Au Royaume
L’autre virage nécessaire
L’internet est encore beaucoup plus un instrument de divertissement qu’un outil de travail. or il y a un gisement de croissance que le maroc n’exploite pas.
Qui l’aurait imaginé, il y a douze ans maintenant ? Le poids considérable pris par le secteur télécoms dans l’économie marocaine sert de cas d’école. Le Maroc a pris, en quelques années, le virage des télécoms avec une rapidité déconcertante : 36 millions de lignes mobiles, 44% des 12-14 ans déjà équipés, 64 minutes de communication par usager et par mois, 3,6 millions d’ordinateurs dans les maisons, 35% des foyers connectés à internet, 15 millions d’internautes… Ce développement a généré, en 2011, 37 milliards de DH de chiffre d’affaires rien que pour les opérateurs de téléphonie. Aujourd’hui la part des télécoms dans le PIB atteint les 4%.
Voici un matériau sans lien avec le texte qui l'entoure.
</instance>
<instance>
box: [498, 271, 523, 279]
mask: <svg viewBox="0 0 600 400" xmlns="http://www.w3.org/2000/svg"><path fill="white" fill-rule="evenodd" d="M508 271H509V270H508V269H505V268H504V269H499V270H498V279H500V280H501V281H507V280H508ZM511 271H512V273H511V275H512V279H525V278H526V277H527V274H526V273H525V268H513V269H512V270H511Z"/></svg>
Jusqu’où cette progression ira-t-elle ? C’est là la question. Après des années de folle croissance, le secteur de la téléphonie mobile s’apprête à goûter à la lenteur de la maturité. Avec des prix en baisse de 49% en trois ans et un taux de pénétration qui se stabilise, le mobile, moteur de la croissance du secteur, sera tout naturellement appelé à s’essouffler. Il faudra alors chercher de la croissance ailleurs… et cet ailleurs s’appelle internet.
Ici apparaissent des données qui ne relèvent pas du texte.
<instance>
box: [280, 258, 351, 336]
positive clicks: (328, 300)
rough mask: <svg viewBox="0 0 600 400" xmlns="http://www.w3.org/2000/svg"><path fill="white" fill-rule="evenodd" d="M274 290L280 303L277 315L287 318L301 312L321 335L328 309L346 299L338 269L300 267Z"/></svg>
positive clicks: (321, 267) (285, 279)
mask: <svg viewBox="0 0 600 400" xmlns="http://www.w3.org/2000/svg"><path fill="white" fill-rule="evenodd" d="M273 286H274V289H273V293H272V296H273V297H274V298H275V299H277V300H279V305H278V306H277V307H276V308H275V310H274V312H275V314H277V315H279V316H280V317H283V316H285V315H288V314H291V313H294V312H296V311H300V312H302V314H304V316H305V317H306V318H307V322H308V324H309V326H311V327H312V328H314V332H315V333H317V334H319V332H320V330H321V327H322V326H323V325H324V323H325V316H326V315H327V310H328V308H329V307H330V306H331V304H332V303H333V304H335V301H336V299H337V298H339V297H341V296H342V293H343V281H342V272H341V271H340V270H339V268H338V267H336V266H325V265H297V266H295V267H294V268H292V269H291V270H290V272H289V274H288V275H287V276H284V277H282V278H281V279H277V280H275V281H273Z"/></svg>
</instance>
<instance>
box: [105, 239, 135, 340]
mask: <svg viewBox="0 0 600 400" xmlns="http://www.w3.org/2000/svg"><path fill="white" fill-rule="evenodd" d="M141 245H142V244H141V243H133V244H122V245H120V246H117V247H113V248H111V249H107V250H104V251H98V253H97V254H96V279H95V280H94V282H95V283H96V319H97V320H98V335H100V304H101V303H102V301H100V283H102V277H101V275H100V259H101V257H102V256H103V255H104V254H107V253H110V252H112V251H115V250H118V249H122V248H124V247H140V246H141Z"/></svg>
Car à l’heure où internet fait partie de notre quotidien, le contraste entre la nécessité d’être branché et son importance dans le secteur des télécoms est saisissant. Internet représente à peine 5% du CA du secteur. L’explication de ce gap réside, entre autres, dans la faiblesse du contenu local. 86% des sites visités par ces 15 millions de Marocains sont des vitrines de contenu étranger. L’internet est encore beaucoup plus un instrument de divertissement qu’un outil de travail.
Or, il y a là un gisement de croissance que le Maroc n’exploite pas. Et il ne s’agit pas de croissance seulement au profit des opérateurs privés mais également et surtout de développement économique et de création d’emplois. L’administration en ligne ? Elle est encore balbutiante ! Le paiement en ligne ? Il reste limité ! Les services marchands, administratifs ou d’utilité sur internet ? Trop peu ou méconnus ? Et pourtant, internet pourrait grandement faciliter la vie aux citoyens en leur épargnant du temps ou des déplacements aussi coûteux que fastidieux. Internet peut aussi, dématérialisation aidant, réduire la corruption. Enfin internet peut aider à créer de petites entreprises qui se chargeraient de faciliter la vie aux citoyens, en termes de logistique, de gain de temps et d’organisation de la vie quotidienne. Quand le peuple est en avance sur l’Etat, c’est l’Etat qui doit s’adapter. Il faut une véritable vision, une anticipation sur les années à venir et non des plans, chacun répondant aux objectifs d’un département.